I think I understand why we as a nation settled the "All Men Are Equal" debate early on, but had a difficult time with women's voting rights. The suffrage movement got mixed up with the female-dominated temperance unions. I can empathize with turn-of-the-century men who were leery of dour women carrying banners.
Today, we have only a few role models, notably Hillary Clinton and Nancy Pelosi, as examples of what women can achieve in the political sphere. That doesn't surprise me at all. It's like the Gender Dance Adage: "Ginger Rogers did everything Fred Astaire did, except backward and in high heels." It's doubly tough when you're a mature woman whose looks, voice and emotional nuances are constantly scrutinized.
But a lack of female leadership does not at all translate into lack of female power in the voting booth. Quite the contrary. While many of us are content with our support roles in life, that doesn't mean we are not independent thinkers.
Political involvement is a lot like going to church.

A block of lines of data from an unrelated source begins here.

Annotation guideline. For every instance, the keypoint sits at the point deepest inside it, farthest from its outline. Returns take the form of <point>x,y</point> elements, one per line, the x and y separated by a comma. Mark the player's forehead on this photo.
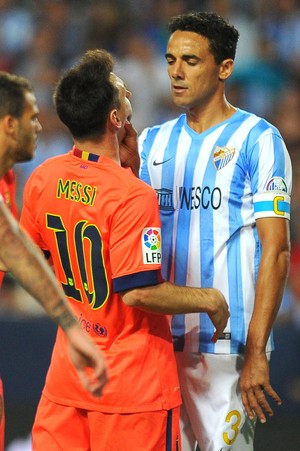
<point>183,43</point>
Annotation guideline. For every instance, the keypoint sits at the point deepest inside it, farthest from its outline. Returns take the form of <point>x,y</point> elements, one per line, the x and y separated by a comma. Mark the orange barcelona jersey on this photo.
<point>8,192</point>
<point>101,226</point>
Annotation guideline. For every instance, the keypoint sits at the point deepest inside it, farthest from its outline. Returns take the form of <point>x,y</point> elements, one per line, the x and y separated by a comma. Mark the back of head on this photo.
<point>12,94</point>
<point>222,36</point>
<point>85,95</point>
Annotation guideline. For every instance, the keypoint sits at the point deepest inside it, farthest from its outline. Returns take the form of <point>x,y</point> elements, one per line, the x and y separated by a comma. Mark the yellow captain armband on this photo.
<point>272,204</point>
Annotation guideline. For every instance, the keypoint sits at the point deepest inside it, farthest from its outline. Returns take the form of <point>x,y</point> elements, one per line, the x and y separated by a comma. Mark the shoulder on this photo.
<point>255,124</point>
<point>162,130</point>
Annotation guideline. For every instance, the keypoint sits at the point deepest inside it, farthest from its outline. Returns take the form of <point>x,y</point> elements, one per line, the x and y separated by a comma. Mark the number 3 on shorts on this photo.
<point>234,426</point>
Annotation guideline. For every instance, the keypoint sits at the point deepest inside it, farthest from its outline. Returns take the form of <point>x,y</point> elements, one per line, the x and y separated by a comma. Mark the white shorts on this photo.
<point>212,413</point>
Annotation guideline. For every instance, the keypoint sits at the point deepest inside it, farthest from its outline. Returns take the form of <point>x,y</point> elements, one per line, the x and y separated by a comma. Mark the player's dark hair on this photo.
<point>222,36</point>
<point>85,95</point>
<point>12,94</point>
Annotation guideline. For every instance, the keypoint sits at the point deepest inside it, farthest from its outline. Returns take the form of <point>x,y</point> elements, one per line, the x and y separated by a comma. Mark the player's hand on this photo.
<point>220,315</point>
<point>255,385</point>
<point>88,361</point>
<point>129,155</point>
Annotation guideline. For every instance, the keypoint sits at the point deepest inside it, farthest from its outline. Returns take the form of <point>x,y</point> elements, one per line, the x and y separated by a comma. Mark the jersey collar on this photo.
<point>86,156</point>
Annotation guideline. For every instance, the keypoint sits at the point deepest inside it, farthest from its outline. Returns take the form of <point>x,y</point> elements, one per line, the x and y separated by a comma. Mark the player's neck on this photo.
<point>202,118</point>
<point>107,147</point>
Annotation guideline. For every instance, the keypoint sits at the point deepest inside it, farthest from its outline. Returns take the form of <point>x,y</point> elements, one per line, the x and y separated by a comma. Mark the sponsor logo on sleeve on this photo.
<point>276,184</point>
<point>151,244</point>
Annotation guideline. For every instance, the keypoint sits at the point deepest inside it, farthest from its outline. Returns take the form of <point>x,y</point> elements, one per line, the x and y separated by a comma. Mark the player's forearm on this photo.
<point>270,286</point>
<point>169,299</point>
<point>29,267</point>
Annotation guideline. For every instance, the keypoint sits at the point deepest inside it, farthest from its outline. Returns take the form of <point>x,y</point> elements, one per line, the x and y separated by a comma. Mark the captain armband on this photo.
<point>272,204</point>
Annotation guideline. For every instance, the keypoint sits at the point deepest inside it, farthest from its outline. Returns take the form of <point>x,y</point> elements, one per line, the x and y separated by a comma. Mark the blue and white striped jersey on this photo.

At just about every church service I've ever attended, the preacher is male and the pews are filled with a 60:40 ratio of women to men. (I'm not complaining, just observing. I prefer to listen to low male voices myself.) The leadership is almost always male in religion and politics, but take away the women, and you've got nothing. No church. No democracy.
I wish my late 102-year-old grandmother could have seen last night's Dem convention.